The Durham University-led initiative aims to support teachers, to help the older pupils in the North East teach eight and nine-year-olds in the subject.
The scheme will be piloted in 80 schools and will include the training of teachers as well as the production of materials.
The funding is the largest of the first of four Education Endowment Foundation (EEF) grants.
Research by Durham University’s School of Education showed that peer tutoring can be an effective way of boosting students’ grades.
U.S-style summer camps, booster tuition sessions and a new approach to teaching the often difficult subject are also part of four projects from receive grants from the EEF.
The grants are the first to be allocated by the EEF, which will invest more than £200million over the next 15 years on similar schemes, to boost the attainment of disadvantaged children in some of the most challenging schools.
Sir Peter Lampl, EEF chairman, said: “We are delighted to be announcing these first grants, which are an important statement of intent for the EEF and a sign that we are up and running and ready for business.

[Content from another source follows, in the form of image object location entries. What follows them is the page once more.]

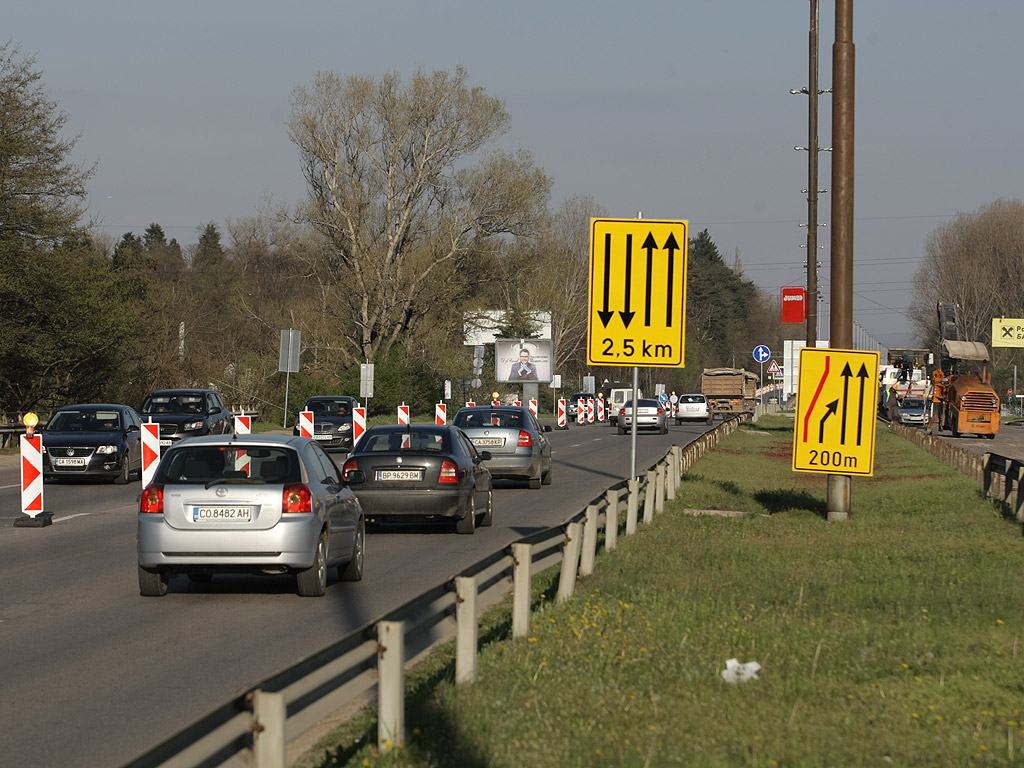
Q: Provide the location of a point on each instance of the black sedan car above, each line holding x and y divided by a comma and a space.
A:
93, 439
422, 472
332, 421
187, 413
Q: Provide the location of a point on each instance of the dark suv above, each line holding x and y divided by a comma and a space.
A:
186, 413
332, 421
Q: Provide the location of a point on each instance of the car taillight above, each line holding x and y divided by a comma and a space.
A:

“The range of projects demonstrates the ways in which we will work: supporting a university-led project, helping a new charity to start up, supporting a new initiative from an established player in the sector, as well as funding an innovative programme from overseas.”
He added: “All our grants are for projects that will be rigorously evaluated, and can be significantly scaled up if they are found to be cost effective in raising the achievement of disadvantaged pupils.”
The EEF has said it will be making further grants as part of its first full round of applications later in the year.
The second grants round closes on the January 27, with a round every term thereafter.